Program Machine Policy (POMP) tackles the dual challenges of interpretability and long-horizon planning in reinforcement learning by representing policies as a state machine whose internal modes are human-readable programs in a Karel domain-specific language. It builds a smooth program embedding space, retrieves a diverse and compatible set of mode programs via an enhanced Cross-Entropy Method (CEM) with a diversity multiplier and compatibility checks, and trains a transition function with PPO to switch between modes to maximize discounted return in finite-horizon MDPs. On a suite of Karel tasks, including long-horizon benchmarks, POMP outperforms both deep RL and prior programmatic RL baselines, and demonstrates inductive generalization to horizons beyond training without fine-tuning. Ablation studies validate the necessity of diversity and compatibility in mode retrieval and show that the interpretable state-machine structure yields robust, repetitive-subroutine execution, with the option to extract an explicit FSM for improved explainability.

Abstract

Deep reinforcement learning (deep RL) excels in various domains but lacks generalizability and interpretability. On the other hand, programmatic RL methods (Trivedi et al., 2021; Liu et al., 2023) reformulate RL tasks as synthesizing interpretable programs that can be executed in the environments. Despite encouraging results, these methods are limited to short-horizon tasks. On the other hand, representing RL policies using state machines (Inala et al., 2020) can inductively generalize to long-horizon tasks; however, it struggles to scale up to acquire diverse and complex behaviors. This work proposes the Program Machine Policy (POMP), which bridges the advantages of programmatic RL and state machine policies, allowing for the representation of complex behaviors and the address of long-term tasks. Specifically, we introduce a method that can retrieve a set of effective, diverse, and compatible programs. Then, we use these programs as modes of a state machine and learn a transition function to transition among mode programs, allowing for capturing repetitive behaviors.
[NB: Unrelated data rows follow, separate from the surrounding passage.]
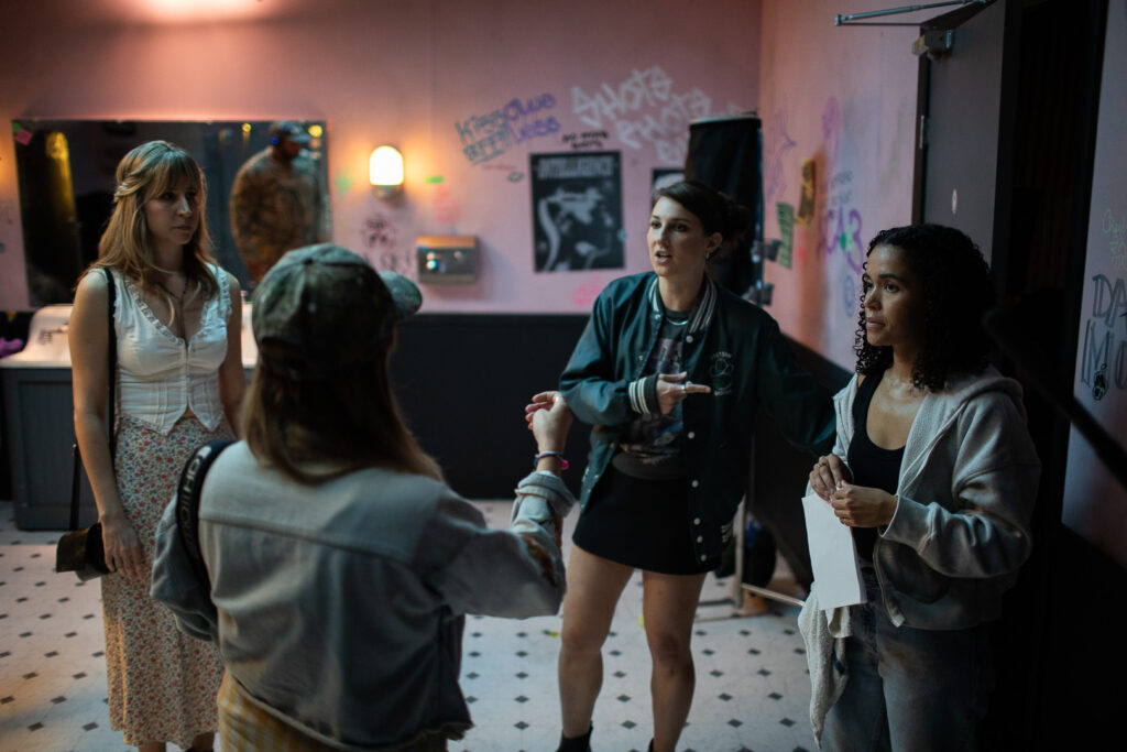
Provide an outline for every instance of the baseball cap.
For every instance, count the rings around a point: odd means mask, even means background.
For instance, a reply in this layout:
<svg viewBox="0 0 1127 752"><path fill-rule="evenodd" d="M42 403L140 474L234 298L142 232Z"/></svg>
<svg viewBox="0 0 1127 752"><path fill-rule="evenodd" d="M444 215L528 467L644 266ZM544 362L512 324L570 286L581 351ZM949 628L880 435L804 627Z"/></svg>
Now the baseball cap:
<svg viewBox="0 0 1127 752"><path fill-rule="evenodd" d="M396 324L421 304L414 282L376 272L347 248L322 242L291 250L251 298L259 366L294 381L329 381L382 357Z"/></svg>
<svg viewBox="0 0 1127 752"><path fill-rule="evenodd" d="M309 133L301 125L293 121L277 121L270 123L270 141L275 139L293 141L294 143L309 143Z"/></svg>

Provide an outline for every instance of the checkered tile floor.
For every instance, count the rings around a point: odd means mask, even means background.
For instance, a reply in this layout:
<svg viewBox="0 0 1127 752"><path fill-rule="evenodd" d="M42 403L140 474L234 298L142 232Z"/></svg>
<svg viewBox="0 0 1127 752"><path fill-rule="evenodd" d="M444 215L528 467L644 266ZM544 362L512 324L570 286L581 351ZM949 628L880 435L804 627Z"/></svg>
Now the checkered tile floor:
<svg viewBox="0 0 1127 752"><path fill-rule="evenodd" d="M507 523L507 503L479 505L491 525ZM57 538L17 529L12 505L0 503L0 752L124 750L106 710L100 587L52 572ZM772 586L788 586L782 566L777 582ZM704 584L693 637L696 693L680 749L814 750L797 609L769 602L766 613L743 617L729 593L726 580L710 576ZM651 736L640 612L636 575L604 647L596 751L646 750ZM467 621L462 690L476 726L451 743L452 752L556 749L559 628L558 617Z"/></svg>

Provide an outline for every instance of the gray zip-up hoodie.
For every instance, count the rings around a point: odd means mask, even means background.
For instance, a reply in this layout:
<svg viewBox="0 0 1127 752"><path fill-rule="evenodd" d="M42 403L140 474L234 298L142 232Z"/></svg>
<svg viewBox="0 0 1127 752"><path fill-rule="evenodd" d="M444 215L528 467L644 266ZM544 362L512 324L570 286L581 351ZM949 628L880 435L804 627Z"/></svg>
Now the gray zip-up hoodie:
<svg viewBox="0 0 1127 752"><path fill-rule="evenodd" d="M853 440L857 388L854 375L834 397L834 453L843 462ZM904 448L896 513L879 530L872 550L891 622L967 629L996 619L1002 594L1029 557L1039 478L1017 381L991 366L928 392ZM832 654L834 638L850 634L848 610L820 611L815 582L799 626L807 643L817 736L844 687ZM840 658L841 645L836 647Z"/></svg>
<svg viewBox="0 0 1127 752"><path fill-rule="evenodd" d="M318 486L223 452L199 501L204 592L177 533L157 531L152 595L214 642L256 706L322 744L394 750L470 726L458 684L464 614L556 613L552 534L575 498L551 474L516 488L508 530L423 476L357 470ZM518 533L518 534L514 534ZM522 536L551 558L545 570Z"/></svg>

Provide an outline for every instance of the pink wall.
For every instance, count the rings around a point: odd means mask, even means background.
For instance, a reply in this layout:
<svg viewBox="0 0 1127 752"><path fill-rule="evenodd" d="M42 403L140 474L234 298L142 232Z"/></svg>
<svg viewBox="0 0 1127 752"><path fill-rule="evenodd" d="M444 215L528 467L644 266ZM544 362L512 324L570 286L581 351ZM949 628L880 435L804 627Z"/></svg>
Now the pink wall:
<svg viewBox="0 0 1127 752"><path fill-rule="evenodd" d="M836 14L875 6L765 0L761 32L767 238L780 237L778 204L799 207L802 160L816 166L814 211L793 228L791 267L767 264L770 310L788 335L849 370L864 249L878 231L912 220L916 28L834 26Z"/></svg>
<svg viewBox="0 0 1127 752"><path fill-rule="evenodd" d="M425 310L585 311L607 281L648 268L650 170L683 163L687 120L758 105L760 16L746 0L708 14L674 0L42 0L0 26L0 122L325 120L337 242L387 265L418 235L478 236L480 282L428 286ZM584 107L596 94L605 106ZM542 95L558 131L467 159L456 122ZM587 131L622 152L627 267L535 274L529 153ZM385 142L407 167L391 204L366 183ZM0 139L0 309L27 307L14 159Z"/></svg>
Our proposed framework outperforms programmatic RL and deep RL baselines on various tasks and demonstrates the ability to inductively generalize to even longer horizons without any fine-tuning. Ablation studies justify the effectiveness of our proposed search algorithm for retrieving a set of programs as modes.

Figures (24)

• Figure 1: Karel Domain-Specific Language (DSL), designed for describing the Karel agent's behaviors.
• Figure 2: Learning Program Machine Policy.(a): Retrieving mode programs. After learning the program embedding space, we propose an advanced search scheme built upon the Cross-Entropy Method (CEM) to search programs $\rho_{m_1}, ..., \rho_{m_k}, \rho_{m_{k+1}}$ of different skills. While searching for the next mode program $\rho_{m_{k+1}}$, we consider its compatibility with previously determined mode programs $\rho_{m_1}, ..., \rho_{m_k}$ by randomly sampling a sequence of mode programs. We also consider the diversity among all mode programs using the diversity multiplier. (b): Learning the mode transition function. Given the current environment state $s$ and the current mode $m_\text{current}$, the mode transition function predicts the transition probability over each mode of the state machine with the aim of maximizing the total accumulative reward from the environment.
• Figure 3: Karel-Long Problem Set: This work introduces a new set of tasks in the Karel domain. These tasks necessitate learning diverse, repetitive, and task-specific skills. For example, in our designed Inf-Harvester, the agent needs to traverse the whole map and pick nearly 400 markers to solve the tasks since the environment randomly generates markers; in contrast, the Harvester from the Karel problem set trivedi2021learning can be solved by picking just 36 markers.
• Figure 4: (a) Program sample efficiency. The training curves of POMP and other programmatic RL approaches, where the x-axis is the total number of executed programs for interacting with the environment, and the y-axis is the maximum validation return. This demonstrates that our proposed framework has better program sample efficiency and converges to better performance. (b) Inductive generalization performance. We evaluate and report the performance drop in the testing environments with an extended horizon, where the x-axis is the extended horizon length compared to the horizon of the training environments, and the y-axis is the performance drop in percentage. Our proposed framework can inductively generalize to longer horizons without any fine-tuning.
• Figure 5: Using the Cross-Entropy Method to search for a program with high execution reward in the learned program embedding space.